Marriage registration in Thailand requires both parties to make a public declaration that they consent to take each other as husband and wife. This will be done before the district registrar who will then register the marriage. This step is very important as the marriage will now be legally binding in Thailand and recognized all over the world.
The couple should have their prenuptial agreement on hand when they go to register their marriage. This will be attached to their marriage certificate upon registration and will serve as a way of ensuring that their rights are protected in the event of a divorce.
It is also advisable for the couple to make a full inventory of their existing assets and liabilities and to provide this to their lawyer as well. This is a recommended precautionary measure to help avoid any future disputes regarding property division, especially given the classifications of private and common property under Thai family law.

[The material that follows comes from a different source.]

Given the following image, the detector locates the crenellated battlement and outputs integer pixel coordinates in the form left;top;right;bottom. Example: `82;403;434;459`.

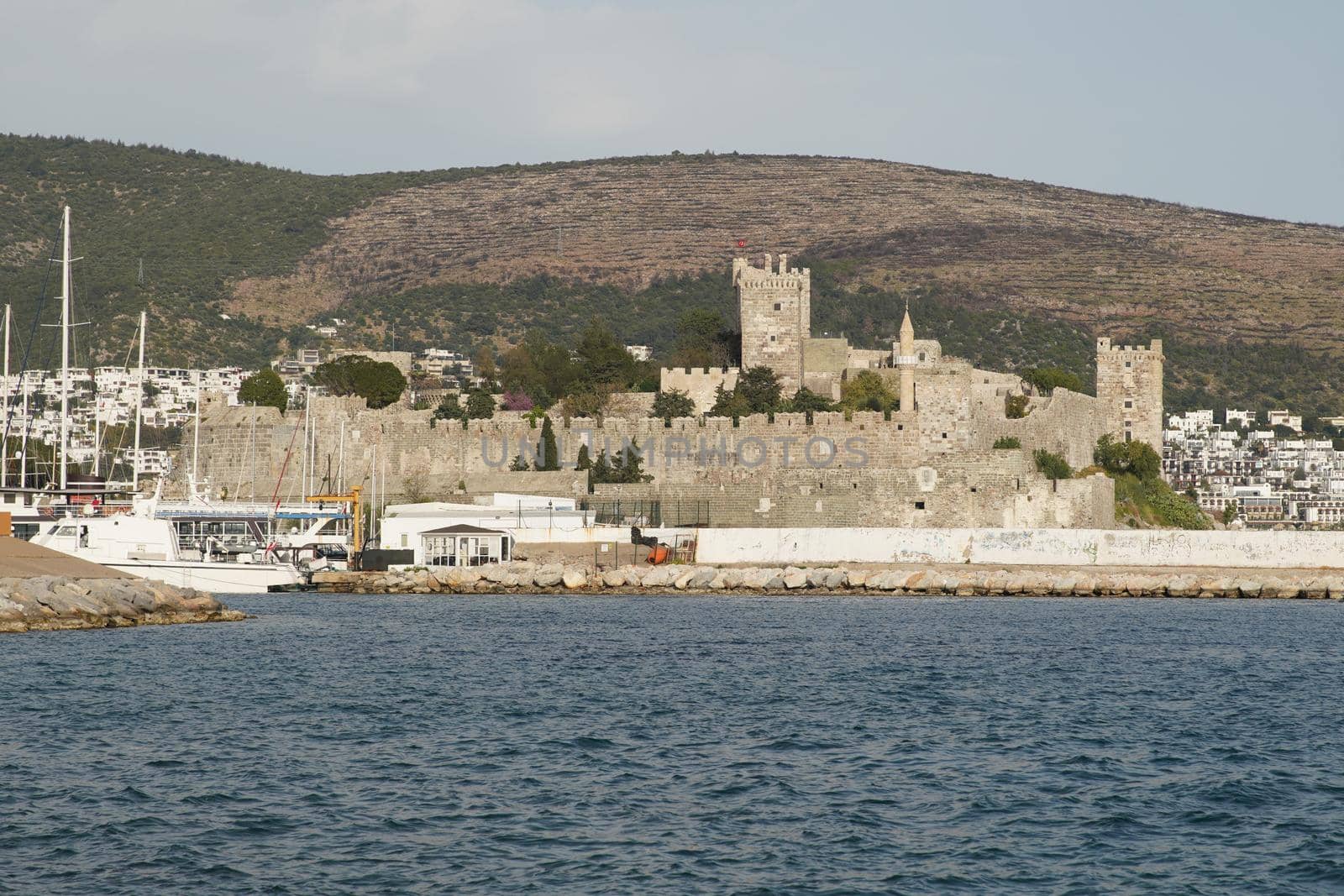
1097;336;1163;354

Divorce Proceedings in Thailand
A prenuptial agreement plays a very important role in shaping divorce proceedings in Thailand. This is because Thai law mandates that the property of both spouses must be divided equally in the event of a divorce. This means that any assets that have been acquired during the marriage are considered common property, whereas personal property (also referred to as Sin Suan Tua in Thai) remains owned by the individual.
This means that a prenup allows a couple to define the classification of private and common property – making it easy in case of a dispute to determine which assets belong to each of them. Furthermore, a prenup can also stipulate management rights for any real estate that is jointly owned.
If both parties are in agreement on the terms of their divorce the process is relatively quick and can be completed in one day. However, if the parties are not in agreement then the divorce must be contested and the matter would be handled by the Family Courts division.
In a contested divorce the spouse who wants the divorce can file a petition on a number of grounds including three years of separation, adultery, and if there are children involved then child custody. The Court will verify if the claim has ground under the law and then make a decision.
Child Support in Thailand
In Thailand, child support is a fundamental aspect of the country's family law system, ensuring the welfare and well-being of children when their parents are separated or divorced. Here's a brief overview:
Legal Framework: The main laws governing child support in Thailand are stipulated in the Civil and Commercial Code. These regulations detail the responsibilities of parents, ensuring that children's needs, including education, health, and general welfare, are met.
Determination: Child support amounts are typically determined by a Thai court. The court considers various factors such as the child's living standards before the separation, the needs of the child, and the financial capacity of both parents.
Duration: Typically, child support obligations continue until the child reaches the age of 20 or completes their education.
Enforcement: If a parent refuses or fails to provide the court-ordered child support, the other parent can take legal action to enforce the order. The court has various mechanisms, such as wage garnishments or property seizures, to ensure compliance.
Modifications: As circumstances change, either parent can petition the court to modify the child support amount. This could be due to reasons like significant changes in income, the child's needs, or other relevant factors.
Thailand's legal system emphasizes the importance of child welfare, ensuring that both parents contribute equitably to their child's upbringing even in cases of separation or divorce. However, as with all legal matters, it's advisable for parents to consult with a legal expert in Thai family law to navigate the intricacies of child support in the country.